Las piezas del puzle cuadrando en su cabeza. Su triste infancia, su enfermedad, la muerte de su hermano, su vida hasta su adultez, su padre. Su muerte, su renacimiento como Mythos, el amor por Anna, la culpa y el castigo por su nacimiento. Eric llamó a Ailén. Le musitó lo que creía y que pasarían a recogerla al día siguiente. Ella debía ir. Debía ir a buscarle. Recordó la noche anterior, su brazo extendido hacia ella. Su mirada. Esa mirada que tienen dos personas que se están enamorando. Eric se estremeció. Había estado ciego. Ciego por su propia soledad, su propia rabia, sus propios miedos, para ver los de alguien más. Alguien que no le había hecho nada malo. Alguien a quien había castigado injustamente por todo lo ocurrido. Alguien que le quería y lo había sacrificado todo por él.
Al día siguiente, Eric le presentó formalmente a Mark. Ailén supo que le caería bien en el primer instante en que cruzaron miradas. Ella escuchó todo lo que le contaron, aunque parte de muchas de esas cosas, ya las conocía de las novelas de Mark. Únicamente, que no hubiera creído que el personaje protagonista fuera real.
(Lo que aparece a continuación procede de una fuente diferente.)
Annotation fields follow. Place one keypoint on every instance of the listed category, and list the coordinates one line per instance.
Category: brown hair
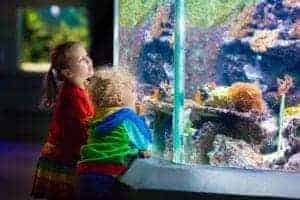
(61, 57)
(110, 87)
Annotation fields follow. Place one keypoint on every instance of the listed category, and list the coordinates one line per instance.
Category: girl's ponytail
(59, 61)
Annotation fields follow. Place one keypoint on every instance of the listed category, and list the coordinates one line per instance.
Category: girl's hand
(48, 149)
(144, 154)
(140, 108)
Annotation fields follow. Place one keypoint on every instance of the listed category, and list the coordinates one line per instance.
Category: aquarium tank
(230, 69)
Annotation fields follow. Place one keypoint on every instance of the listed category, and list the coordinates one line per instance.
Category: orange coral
(198, 97)
(291, 3)
(284, 85)
(246, 97)
(295, 31)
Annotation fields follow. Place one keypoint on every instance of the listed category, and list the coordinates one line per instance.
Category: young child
(117, 135)
(65, 92)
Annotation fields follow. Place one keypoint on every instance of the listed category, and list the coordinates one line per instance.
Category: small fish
(252, 73)
(198, 98)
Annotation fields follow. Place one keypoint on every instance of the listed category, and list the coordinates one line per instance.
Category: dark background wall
(20, 91)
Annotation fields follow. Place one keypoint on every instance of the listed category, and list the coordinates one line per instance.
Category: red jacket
(68, 126)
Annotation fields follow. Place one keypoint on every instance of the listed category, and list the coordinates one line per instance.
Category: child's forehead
(76, 52)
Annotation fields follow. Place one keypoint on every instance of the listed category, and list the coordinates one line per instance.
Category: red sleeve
(68, 128)
(78, 112)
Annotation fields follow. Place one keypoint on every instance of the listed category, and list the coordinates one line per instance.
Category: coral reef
(229, 152)
(219, 98)
(263, 40)
(268, 51)
(293, 163)
(240, 28)
(291, 3)
(295, 30)
(246, 97)
(284, 85)
(292, 111)
(203, 13)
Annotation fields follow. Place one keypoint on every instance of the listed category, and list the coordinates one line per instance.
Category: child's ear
(67, 73)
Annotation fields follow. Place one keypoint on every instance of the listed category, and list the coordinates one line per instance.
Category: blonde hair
(111, 86)
(61, 57)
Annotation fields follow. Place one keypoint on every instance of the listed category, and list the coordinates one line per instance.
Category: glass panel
(146, 46)
(243, 83)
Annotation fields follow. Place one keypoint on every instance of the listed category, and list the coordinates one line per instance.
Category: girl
(65, 92)
(117, 135)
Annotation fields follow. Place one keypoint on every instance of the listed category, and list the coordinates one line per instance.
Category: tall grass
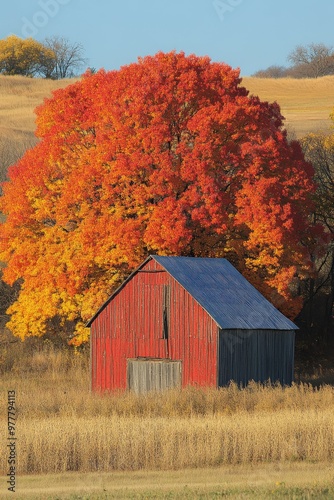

Ese del que ella llevaba enamorada desde la primera vez que leyó el primer libro. No podía creer que fuera Abigor. Sin embargo, ahora tenía más sentido. Esa unión que sentía cuando le miraba. Lo que sentía cuando le veía sonreír de medio lado. Él era especial, la hacía sentir especial. Hacía que el ruido de fuera, esa luz cegadora que siempre la mareaba, fuera soportable.
Claro que iría a buscarle. Claro que no quería dejarle atrás. No le conocía de hacía meses, ni años, ni tenían un pasado en común. Se podía decir, que hacía tres días que se conocían, y sería cierto. Pero, Ailén sentía que, toda la vida, se habían estado esperando. Ella nació para él. Se convirtió en cuento por él. Despertó como Mythos por él. El destino, era más poderoso que el Gran Mythos, que el Mundo en sí. Las historias que latían bajo Mundo, esas que solo ellos podían escuchar, eran más fuertes y verdaderas. Ellas le habían guiado hasta él. Su destino era cuidarle, darle lo que todos le habían arrebatado. No tenían un pasado, pero tenían la eternidad. Y, ese era demasiado tiempo, para estar solo.